Tony was a visionary and a fixer. Whether chatting off the record to journalists or spending an evening in the pub, he was always great company and had a habit of declaiming out loud parts of Beowulf or The Canterbury Tales.
Born in Doncaster, South Yorkshire, the only child of Rita (nee Hooper) and Reg Millns, an accountant, Tony went to Doncaster grammar school, and took O- and A-levels a year early. He became a postmaster scholar at Merton College, Oxford, where he studied English (1971-73).
Between 1974 and 1977, Tony worked as communications and marketing officer at Cambridgeshire College of Arts and Technology (now Anglia Ruskin University) as well as teaching Anglo-Saxon at Cambridge University.
In 1977 he moved to Northumberland council as county public relations officer, taking on the equivalent post for Cambridgeshire in 1980, then at a national level for the Association of County Councils (1991-93). From 1984 to 1991, he was director of external relations for London University.

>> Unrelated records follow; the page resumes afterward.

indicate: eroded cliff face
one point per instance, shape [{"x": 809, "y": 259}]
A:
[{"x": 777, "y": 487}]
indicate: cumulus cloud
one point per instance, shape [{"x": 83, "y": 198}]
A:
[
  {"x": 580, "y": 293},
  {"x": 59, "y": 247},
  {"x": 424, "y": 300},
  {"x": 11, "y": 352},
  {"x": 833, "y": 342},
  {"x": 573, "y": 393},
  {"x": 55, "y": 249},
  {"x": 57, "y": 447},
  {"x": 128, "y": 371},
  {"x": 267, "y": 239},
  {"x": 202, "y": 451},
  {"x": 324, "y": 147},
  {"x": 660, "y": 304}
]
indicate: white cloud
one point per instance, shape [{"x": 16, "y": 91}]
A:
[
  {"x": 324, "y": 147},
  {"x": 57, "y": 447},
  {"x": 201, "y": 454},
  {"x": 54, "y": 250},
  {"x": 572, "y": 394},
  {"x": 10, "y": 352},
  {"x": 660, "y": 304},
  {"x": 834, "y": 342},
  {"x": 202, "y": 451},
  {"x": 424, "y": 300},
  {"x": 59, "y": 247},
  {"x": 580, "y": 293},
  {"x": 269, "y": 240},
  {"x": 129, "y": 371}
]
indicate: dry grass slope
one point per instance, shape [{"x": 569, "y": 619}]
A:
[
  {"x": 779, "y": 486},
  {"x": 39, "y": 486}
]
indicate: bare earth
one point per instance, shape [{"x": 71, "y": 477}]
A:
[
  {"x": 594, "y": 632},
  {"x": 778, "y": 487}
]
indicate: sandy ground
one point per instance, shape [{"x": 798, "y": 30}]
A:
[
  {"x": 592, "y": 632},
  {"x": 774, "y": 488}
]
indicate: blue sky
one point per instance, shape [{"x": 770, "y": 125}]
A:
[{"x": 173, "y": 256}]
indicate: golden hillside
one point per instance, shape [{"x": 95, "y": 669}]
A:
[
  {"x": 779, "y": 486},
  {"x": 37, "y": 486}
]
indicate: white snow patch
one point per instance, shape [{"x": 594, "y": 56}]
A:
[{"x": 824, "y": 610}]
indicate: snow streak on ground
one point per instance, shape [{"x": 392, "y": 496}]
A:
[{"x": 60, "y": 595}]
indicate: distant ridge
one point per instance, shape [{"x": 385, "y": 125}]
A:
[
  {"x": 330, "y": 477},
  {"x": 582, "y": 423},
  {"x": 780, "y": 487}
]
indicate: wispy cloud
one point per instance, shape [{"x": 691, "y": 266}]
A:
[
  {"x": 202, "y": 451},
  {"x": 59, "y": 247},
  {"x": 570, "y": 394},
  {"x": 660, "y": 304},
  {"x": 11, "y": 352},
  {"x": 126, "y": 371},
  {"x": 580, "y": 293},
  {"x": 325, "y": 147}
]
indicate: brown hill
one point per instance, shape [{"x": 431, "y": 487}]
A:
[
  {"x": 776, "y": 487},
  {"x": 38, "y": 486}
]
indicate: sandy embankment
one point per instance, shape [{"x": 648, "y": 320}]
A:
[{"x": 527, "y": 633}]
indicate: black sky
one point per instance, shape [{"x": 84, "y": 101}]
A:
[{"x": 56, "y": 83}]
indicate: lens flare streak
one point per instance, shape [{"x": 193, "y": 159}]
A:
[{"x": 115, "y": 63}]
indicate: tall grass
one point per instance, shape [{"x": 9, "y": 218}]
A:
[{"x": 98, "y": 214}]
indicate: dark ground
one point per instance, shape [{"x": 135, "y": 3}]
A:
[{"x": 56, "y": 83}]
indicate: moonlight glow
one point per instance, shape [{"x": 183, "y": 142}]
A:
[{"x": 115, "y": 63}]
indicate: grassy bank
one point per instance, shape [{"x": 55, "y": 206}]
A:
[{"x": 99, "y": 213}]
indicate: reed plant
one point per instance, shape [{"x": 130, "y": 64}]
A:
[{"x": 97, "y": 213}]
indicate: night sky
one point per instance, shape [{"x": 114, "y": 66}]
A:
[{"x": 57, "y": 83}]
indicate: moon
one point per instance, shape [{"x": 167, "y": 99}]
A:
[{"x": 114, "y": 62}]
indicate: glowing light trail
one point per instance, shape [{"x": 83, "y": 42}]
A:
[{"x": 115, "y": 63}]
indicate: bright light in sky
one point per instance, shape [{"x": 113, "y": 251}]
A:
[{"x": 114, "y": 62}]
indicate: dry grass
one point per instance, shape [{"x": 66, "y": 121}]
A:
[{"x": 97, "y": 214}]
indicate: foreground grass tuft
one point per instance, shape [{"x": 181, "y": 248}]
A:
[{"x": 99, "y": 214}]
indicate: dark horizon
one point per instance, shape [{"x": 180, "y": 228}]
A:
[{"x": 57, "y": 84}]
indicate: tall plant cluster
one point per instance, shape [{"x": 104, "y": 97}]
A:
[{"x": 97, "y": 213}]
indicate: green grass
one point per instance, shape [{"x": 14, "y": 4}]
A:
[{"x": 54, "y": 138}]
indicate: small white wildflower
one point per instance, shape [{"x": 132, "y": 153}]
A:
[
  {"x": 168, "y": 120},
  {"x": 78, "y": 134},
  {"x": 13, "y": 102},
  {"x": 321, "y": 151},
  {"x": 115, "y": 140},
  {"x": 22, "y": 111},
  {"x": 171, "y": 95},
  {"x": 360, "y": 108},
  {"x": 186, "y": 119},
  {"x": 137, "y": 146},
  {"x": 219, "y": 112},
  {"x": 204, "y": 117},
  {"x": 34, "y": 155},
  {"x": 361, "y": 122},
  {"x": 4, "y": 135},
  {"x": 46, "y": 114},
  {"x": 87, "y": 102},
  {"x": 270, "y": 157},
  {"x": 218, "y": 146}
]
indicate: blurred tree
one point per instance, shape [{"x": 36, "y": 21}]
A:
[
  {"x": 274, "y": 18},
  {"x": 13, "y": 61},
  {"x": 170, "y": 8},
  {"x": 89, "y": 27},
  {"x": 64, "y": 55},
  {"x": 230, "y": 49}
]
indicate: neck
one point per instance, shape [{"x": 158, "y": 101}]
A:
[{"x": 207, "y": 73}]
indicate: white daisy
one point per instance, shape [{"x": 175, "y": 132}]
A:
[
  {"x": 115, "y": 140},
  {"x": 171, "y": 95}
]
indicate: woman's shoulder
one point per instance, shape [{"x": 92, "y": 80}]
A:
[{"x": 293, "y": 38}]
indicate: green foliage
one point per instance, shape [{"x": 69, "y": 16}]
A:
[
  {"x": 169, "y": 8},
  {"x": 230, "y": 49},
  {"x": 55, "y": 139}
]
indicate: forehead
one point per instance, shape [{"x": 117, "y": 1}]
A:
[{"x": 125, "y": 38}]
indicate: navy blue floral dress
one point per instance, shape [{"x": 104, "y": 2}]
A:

Tony became assistant chief executive of the School Curriculum and Assessment Authority in 1993. He worked with Sir Ron Dearing on all three of the Dearing reviews – of the curriculum and national tests, post-16 qualifications and higher education, including the tuition fee recommendation.
In 1999, Tony became chief executive of the Association of Recognised English Language Services, which represents the private sector English-language teaching (ELT) schools. The state sector had a separate association, and, understanding that the industry would be stronger with a single campaigning voice, he pushed through a merger to create English UK.
Membership was dependent on using the British Council’s ELT accreditation scheme. Students sought out the Accreditation UK logo on ELT school websites and a boom followed, with the sector worth at least £1.4bn a year. He retired in 2014.
Tony was courteous but robust. In 2010, he won a judicial review over the government’s bypassing of parliament to require ELT students to have GCSE-level English to get a study visa, remarking: “It’s clearly absurd requiring students to know English before they come here to study it.” Campaigning against “bogus colleges”, he told MPs it was a “national scandal” that anyone could “hire two rooms above a fish and chip shop and call themselves a college”.
From 1982 to 1985, Tony was national chair of the Campaign for Real Ale, and he remain involved during his retirement. He also enjoyed scuba diving, amateur dramatics, cooking and visiting friends in Finland.
He is survived by his wife, Jill (nee Chandler), whom he met when they were both working for Cambridgeshire county council, and married in 1983, living in and around Cambridge from 1981.